DOLARIN PAYI YÜZDE 62'YE DÜŞTÜ
IMF verilerine göre ülkelerin döviz rezervleri içerisinde doların payı 2001’de yüzde 73 düzeyindeyken, 2018 sonunda bu oran yüzde 62’ye düştü.
Dünya Altın Konseyi’nin yayınladığı veriler de, 2008 Krizi’nden bu yana sürekli altın alan merkez bankalarının 2018’de 1971’den beri en yüksek yıllık alımı gerçekleştirdiğini ortaya koydu. ABD, doların altın ile bağını 1971'de koparmıştı.
MacCormack’a göre bu trendler devam ederse dolar başka para birimlerine karşı ve tüm para birimleri altına karşı zaman içinde alan kaybedecek ancak bu çok yavaş olacak.
YIKICI POLİTİKALARI ABD KENDİSİ UYGULUYOR
Hangi paranın rezerv para olacağı konusunda öncelikle merkez bankalarının değer biriktirme tercihlerinin etkili olduğunun altını çizen Fitch analisti MacCormack, bu konuda hala ilk tercihin dolar olduğunu hatırlattı.

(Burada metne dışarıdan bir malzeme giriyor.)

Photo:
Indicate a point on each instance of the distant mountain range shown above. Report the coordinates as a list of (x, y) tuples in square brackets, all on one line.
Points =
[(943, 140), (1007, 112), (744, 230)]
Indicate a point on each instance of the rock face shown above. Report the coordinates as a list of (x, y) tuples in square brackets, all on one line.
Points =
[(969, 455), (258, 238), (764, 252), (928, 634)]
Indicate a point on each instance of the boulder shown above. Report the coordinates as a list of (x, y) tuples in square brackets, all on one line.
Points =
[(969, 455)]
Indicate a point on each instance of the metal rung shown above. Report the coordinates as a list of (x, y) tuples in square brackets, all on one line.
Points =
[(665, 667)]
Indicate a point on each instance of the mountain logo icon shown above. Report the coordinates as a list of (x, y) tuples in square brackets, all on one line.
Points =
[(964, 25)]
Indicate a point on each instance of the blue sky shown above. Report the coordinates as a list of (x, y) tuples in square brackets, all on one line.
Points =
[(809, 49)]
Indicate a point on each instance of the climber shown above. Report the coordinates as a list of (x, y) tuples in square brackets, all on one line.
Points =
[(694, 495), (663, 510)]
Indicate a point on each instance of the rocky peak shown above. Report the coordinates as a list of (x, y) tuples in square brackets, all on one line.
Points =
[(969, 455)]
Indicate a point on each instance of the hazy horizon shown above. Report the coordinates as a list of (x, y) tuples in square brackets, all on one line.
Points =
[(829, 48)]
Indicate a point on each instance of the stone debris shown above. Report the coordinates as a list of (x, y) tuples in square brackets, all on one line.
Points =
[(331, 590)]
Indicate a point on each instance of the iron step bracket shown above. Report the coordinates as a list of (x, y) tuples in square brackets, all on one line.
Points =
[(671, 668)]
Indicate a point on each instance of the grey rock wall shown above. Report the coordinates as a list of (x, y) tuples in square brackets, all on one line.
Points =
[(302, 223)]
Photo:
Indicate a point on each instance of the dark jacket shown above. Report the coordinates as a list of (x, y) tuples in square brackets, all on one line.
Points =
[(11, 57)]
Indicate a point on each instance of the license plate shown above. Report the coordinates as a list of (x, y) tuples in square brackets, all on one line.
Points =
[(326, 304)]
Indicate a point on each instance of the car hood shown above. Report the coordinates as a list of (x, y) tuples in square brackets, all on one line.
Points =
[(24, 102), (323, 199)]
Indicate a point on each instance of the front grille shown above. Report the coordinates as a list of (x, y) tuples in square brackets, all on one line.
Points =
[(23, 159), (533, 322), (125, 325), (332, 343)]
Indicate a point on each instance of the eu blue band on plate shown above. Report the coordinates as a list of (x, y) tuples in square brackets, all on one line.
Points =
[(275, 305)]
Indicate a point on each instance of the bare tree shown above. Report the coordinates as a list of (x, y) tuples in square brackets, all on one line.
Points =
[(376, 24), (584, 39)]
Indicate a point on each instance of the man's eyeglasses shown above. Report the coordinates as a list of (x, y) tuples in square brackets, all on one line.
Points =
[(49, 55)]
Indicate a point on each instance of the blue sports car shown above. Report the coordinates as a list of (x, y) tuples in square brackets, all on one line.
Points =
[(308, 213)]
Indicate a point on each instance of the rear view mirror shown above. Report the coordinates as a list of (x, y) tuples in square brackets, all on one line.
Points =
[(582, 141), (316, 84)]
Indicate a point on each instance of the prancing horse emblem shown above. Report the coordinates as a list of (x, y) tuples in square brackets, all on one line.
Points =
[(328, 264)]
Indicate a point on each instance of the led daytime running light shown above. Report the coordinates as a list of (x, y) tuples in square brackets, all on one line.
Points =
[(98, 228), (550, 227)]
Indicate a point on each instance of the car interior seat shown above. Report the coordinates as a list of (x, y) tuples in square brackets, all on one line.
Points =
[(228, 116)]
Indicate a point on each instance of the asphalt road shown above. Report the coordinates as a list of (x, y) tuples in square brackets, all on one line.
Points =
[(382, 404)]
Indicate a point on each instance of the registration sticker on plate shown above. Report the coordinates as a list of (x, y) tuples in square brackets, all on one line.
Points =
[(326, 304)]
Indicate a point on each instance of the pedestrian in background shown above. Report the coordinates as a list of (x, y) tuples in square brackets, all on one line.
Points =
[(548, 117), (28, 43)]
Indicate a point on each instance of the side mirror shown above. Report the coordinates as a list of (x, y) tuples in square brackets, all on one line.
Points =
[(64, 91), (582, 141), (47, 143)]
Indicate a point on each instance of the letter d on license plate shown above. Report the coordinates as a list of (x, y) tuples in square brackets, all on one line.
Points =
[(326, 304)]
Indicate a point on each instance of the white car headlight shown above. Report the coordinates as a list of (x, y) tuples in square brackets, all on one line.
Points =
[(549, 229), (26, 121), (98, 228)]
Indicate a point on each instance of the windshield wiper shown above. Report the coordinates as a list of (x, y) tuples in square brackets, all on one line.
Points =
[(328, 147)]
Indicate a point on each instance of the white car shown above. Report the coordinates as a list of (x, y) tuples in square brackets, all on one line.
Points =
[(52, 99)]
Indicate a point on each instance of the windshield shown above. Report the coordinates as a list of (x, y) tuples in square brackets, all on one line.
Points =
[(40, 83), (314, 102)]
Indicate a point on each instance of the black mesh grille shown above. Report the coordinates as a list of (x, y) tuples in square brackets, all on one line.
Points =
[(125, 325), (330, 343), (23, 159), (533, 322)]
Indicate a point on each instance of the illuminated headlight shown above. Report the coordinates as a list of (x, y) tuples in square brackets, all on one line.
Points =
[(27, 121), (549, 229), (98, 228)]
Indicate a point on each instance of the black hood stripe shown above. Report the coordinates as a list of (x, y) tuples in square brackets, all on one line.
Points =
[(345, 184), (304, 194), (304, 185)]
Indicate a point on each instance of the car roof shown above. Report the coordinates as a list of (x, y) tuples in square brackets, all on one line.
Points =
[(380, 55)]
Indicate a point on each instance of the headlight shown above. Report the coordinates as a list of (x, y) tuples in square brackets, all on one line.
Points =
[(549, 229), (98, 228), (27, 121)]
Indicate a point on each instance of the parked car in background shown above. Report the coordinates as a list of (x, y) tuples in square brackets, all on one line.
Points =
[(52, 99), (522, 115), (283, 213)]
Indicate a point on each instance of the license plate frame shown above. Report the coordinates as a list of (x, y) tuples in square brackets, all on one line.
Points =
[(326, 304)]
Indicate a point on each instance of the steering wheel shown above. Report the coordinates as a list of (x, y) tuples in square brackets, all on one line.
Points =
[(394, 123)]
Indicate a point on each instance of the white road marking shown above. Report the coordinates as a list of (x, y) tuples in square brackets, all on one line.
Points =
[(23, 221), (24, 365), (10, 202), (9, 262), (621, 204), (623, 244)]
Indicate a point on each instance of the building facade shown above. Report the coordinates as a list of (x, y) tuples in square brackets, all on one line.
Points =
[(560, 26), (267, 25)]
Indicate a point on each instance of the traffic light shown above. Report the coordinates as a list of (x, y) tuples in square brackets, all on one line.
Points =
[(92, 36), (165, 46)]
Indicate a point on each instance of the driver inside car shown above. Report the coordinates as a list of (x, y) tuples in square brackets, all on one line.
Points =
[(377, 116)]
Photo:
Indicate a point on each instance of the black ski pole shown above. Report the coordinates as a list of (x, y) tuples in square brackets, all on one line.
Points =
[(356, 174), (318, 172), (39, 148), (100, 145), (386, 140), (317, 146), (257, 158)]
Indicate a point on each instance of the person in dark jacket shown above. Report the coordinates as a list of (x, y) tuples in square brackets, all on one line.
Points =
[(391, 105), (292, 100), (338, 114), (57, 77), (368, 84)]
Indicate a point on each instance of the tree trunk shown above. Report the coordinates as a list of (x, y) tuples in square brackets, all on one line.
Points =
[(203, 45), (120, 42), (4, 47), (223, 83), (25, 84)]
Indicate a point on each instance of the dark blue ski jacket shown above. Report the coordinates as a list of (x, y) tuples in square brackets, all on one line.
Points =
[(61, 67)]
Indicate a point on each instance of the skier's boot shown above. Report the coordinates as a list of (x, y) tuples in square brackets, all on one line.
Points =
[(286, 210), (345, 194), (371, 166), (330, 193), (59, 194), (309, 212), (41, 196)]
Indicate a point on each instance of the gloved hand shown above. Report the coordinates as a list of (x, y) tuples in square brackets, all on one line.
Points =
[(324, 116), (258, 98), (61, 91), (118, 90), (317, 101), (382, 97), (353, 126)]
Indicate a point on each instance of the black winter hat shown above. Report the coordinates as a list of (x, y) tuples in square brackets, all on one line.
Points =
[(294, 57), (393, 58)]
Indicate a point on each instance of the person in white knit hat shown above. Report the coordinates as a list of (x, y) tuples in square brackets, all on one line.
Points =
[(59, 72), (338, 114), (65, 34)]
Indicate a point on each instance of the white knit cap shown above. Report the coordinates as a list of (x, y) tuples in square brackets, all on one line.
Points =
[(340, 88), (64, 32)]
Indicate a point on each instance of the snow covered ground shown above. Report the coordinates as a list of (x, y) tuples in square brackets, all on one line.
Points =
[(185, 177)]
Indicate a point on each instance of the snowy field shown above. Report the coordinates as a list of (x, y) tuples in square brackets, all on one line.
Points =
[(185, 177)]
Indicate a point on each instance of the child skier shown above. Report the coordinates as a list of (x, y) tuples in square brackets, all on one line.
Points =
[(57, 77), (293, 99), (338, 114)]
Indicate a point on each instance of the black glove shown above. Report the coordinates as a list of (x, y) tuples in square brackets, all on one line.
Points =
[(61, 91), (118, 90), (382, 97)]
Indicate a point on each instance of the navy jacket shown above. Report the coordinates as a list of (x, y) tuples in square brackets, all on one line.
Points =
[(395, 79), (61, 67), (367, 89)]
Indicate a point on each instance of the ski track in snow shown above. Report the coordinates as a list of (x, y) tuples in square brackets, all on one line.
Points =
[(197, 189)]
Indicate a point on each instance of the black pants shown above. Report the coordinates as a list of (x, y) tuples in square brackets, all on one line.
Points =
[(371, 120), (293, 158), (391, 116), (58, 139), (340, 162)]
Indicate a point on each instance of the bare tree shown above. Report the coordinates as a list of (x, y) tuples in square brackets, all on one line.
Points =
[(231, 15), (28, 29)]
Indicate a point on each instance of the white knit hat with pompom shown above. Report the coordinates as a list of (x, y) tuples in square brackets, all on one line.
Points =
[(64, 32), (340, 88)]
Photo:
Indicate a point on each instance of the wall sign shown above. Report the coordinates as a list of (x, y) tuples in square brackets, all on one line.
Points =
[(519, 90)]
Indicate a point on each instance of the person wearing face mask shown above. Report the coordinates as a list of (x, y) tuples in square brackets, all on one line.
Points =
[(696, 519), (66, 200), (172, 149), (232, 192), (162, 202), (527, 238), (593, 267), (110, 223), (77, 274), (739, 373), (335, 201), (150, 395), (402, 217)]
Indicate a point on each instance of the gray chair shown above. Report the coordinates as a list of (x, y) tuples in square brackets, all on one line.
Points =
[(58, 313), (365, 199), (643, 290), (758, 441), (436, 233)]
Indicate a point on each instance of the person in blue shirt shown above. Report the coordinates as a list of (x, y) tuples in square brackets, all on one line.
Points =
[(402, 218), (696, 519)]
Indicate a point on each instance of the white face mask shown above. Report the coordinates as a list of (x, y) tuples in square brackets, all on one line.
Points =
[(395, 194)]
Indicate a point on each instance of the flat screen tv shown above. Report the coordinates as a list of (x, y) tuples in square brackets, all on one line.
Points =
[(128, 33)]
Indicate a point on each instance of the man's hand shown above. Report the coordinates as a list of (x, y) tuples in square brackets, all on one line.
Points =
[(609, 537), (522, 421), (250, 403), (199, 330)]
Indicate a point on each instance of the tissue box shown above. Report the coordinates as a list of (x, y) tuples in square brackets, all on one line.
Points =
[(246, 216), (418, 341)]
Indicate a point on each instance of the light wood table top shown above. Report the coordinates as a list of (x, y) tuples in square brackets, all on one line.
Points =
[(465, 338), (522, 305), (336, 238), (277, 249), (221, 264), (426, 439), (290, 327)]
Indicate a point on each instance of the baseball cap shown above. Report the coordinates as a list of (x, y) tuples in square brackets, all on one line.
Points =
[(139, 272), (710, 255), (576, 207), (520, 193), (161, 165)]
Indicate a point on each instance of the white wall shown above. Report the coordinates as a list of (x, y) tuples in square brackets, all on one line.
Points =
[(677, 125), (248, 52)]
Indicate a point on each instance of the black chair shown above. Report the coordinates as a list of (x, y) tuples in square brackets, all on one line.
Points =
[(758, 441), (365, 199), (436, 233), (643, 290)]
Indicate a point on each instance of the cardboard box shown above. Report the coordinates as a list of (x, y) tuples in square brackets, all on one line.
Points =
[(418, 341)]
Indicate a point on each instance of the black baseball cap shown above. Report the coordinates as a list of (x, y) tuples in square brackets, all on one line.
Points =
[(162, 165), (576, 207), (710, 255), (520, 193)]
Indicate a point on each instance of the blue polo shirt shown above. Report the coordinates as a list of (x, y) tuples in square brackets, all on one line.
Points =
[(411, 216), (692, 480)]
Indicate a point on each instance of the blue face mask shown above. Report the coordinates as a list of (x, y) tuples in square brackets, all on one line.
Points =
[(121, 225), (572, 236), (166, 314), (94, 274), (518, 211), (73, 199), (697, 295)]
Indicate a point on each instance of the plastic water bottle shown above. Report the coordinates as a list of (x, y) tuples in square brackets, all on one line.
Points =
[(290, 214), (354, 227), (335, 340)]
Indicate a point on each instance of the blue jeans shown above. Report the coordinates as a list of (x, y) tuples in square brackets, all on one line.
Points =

Paradoksal bir şekilde doların rolünü yıkıcı politikaların aslında ABD’nin kendisi tarafından uygulandığına dikkat çeken MacCormack, söz konusu politikaların uzun süre uygulanması halinde doların küresel para olma konumunun zarar görebileceği ve Amerikan çıkarlarının zedelenebileceği uyarısında bulundu.